Litha, also known as midsummer, is the summer solstice. It is the longest day of the year.  Many people around the world hold unique festivities to celebrate the changing of the seasons and continuous turning if the wheel. 

Traditionally, German, Celtic, and Slavic peoples celebrated Midsummer around the solstice with bonfires, which were meant to ensure a healthy harvest to come. Ancient Romans would hold a festival of Vestalia, in honor of their goddess of Hearth, Vesta. The Ancient Greek celebrated Kronia, a festival for Cronus, the god of agriculture. The summer solstice marked the Egyptian New Year and aligned with the yearly rise of the Nile. In China, it was the celebration of the feminine force “Yin.”. The Native Americans performed ceremonial sun dances. In one way or another, this solstice has been celebrated for centuries, by many cultures that honor the solar gods and goddesses.

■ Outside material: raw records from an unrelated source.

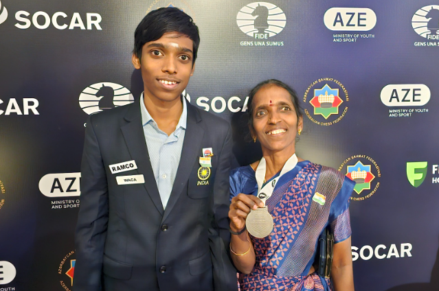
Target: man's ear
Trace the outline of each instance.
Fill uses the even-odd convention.
[[[131,61],[135,68],[137,69],[140,69],[140,60],[135,54],[133,54],[133,56],[131,56]]]
[[[190,71],[190,76],[194,75],[194,71],[195,71],[195,62],[192,64],[192,70]]]

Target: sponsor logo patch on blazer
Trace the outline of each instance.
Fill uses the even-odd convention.
[[[137,165],[135,164],[135,161],[134,160],[110,165],[109,167],[110,167],[111,174],[121,173],[122,172],[131,171],[131,170],[135,170],[137,168]]]
[[[145,183],[144,175],[120,176],[116,177],[117,185],[143,184]]]

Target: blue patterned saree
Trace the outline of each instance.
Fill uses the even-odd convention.
[[[354,185],[339,172],[308,161],[282,176],[266,202],[274,229],[266,237],[251,237],[256,262],[250,274],[240,276],[241,290],[332,290],[329,279],[308,273],[326,226],[336,244],[350,236],[349,202]],[[251,166],[232,172],[230,193],[231,200],[240,193],[257,194]]]

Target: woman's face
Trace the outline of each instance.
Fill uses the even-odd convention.
[[[295,152],[295,137],[303,119],[297,120],[291,97],[286,90],[275,85],[263,86],[253,99],[253,127],[264,154]]]

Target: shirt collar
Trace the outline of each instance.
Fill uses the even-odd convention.
[[[188,120],[188,106],[186,105],[186,100],[185,100],[185,98],[183,97],[181,97],[181,98],[183,100],[183,110],[181,111],[181,115],[180,115],[179,123],[175,127],[176,130],[180,128],[185,130]],[[146,106],[145,106],[143,92],[140,95],[140,112],[142,113],[142,124],[143,126],[145,126],[146,124],[152,121],[154,121],[154,123],[156,124],[155,120],[153,119],[151,115],[149,114],[149,112],[148,112]]]

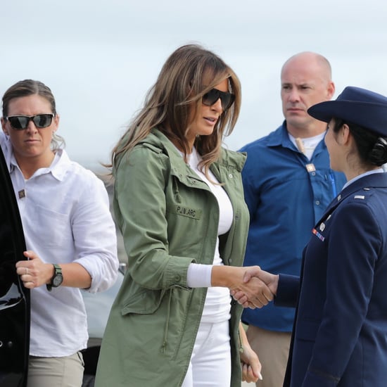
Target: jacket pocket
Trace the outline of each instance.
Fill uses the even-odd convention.
[[[121,315],[125,316],[130,313],[137,315],[151,315],[161,303],[165,291],[142,289],[141,292],[129,297],[121,308]]]
[[[299,340],[315,341],[319,326],[319,321],[298,321],[296,337]]]

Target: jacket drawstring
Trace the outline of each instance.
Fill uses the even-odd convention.
[[[170,291],[170,298],[168,300],[168,307],[167,309],[167,322],[165,322],[165,328],[164,329],[164,338],[163,339],[163,346],[161,347],[161,352],[163,353],[167,349],[167,337],[168,335],[168,329],[170,327],[170,315],[171,310],[171,302],[172,302],[172,289]]]

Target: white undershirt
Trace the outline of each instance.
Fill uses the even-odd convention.
[[[195,148],[189,155],[189,165],[198,176],[205,182],[213,195],[215,196],[219,205],[219,224],[217,235],[227,233],[232,224],[234,212],[232,205],[226,191],[219,183],[214,175],[208,171],[210,181],[206,176],[198,169],[198,165],[201,158]],[[219,254],[219,238],[214,251],[212,265],[190,264],[187,272],[187,284],[191,288],[208,287],[207,296],[204,304],[202,315],[202,322],[219,322],[229,319],[230,317],[230,295],[227,288],[211,287],[211,270],[212,265],[223,265]]]
[[[322,140],[322,139],[324,139],[324,137],[325,136],[325,132],[323,132],[322,133],[320,133],[317,136],[313,136],[313,137],[307,137],[306,139],[296,139],[296,137],[293,137],[288,132],[288,134],[289,136],[290,140],[294,144],[296,148],[297,148],[297,149],[298,149],[300,152],[304,153],[304,155],[309,160],[310,160],[312,158],[312,155],[313,154],[313,152],[316,148],[316,146],[317,146],[319,143]],[[298,140],[300,145],[297,144],[297,140]]]

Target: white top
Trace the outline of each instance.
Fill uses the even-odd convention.
[[[8,137],[0,144],[16,195],[27,250],[45,262],[76,262],[90,274],[87,291],[107,289],[117,277],[115,227],[103,183],[57,151],[48,168],[25,179]],[[23,194],[19,195],[19,192]],[[87,346],[87,322],[81,290],[45,286],[31,291],[30,353],[67,356]]]
[[[222,235],[227,233],[231,227],[233,219],[233,209],[231,201],[226,191],[219,183],[211,171],[208,171],[210,180],[198,169],[198,164],[201,157],[195,148],[189,155],[189,163],[191,168],[208,185],[216,199],[219,205],[219,224],[217,234]],[[215,250],[214,251],[213,265],[224,265],[219,254],[219,238],[217,239]],[[228,320],[230,318],[230,294],[227,288],[211,287],[210,265],[190,264],[187,273],[187,284],[190,287],[208,287],[205,298],[201,321],[203,322],[220,322]]]
[[[312,137],[296,139],[288,132],[288,134],[291,142],[295,145],[296,148],[297,148],[300,152],[304,153],[304,155],[309,160],[312,158],[312,156],[313,155],[313,152],[315,151],[316,146],[317,146],[319,143],[324,139],[325,133],[325,132],[323,132],[322,133],[320,133],[317,136],[313,136]],[[298,144],[297,144],[297,141],[299,141]]]

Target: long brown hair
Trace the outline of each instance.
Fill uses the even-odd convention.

In modern paganism, celebrations vary from pagan to witch. Litha is known to be a day for inner power and brightness, a good way of channeling that can be to find a nice quiet spot to meditate, focusing on the light and dark forces around you, or in the world. Most people try to spend the day outdoors in some way, whether that be a barbeque, a pool day, or just in a small park or field. Spending the day in the sun is one of the easiest steps in celebrating Litha. 

If you're wondering where to start, here are a few recommendations:

Sprinkle the ashes of a Midsummer fire across summer crops to attract good fortune. Wear or decorate your altar with summer flowers, herbs, and colors to ward off evil spirits. Spend time in the sun. Clean/Cleanse your space. Express gratitude for the seasons. Make Sun water. Journal or make space to reflect on the start of this year and where your path may lead. 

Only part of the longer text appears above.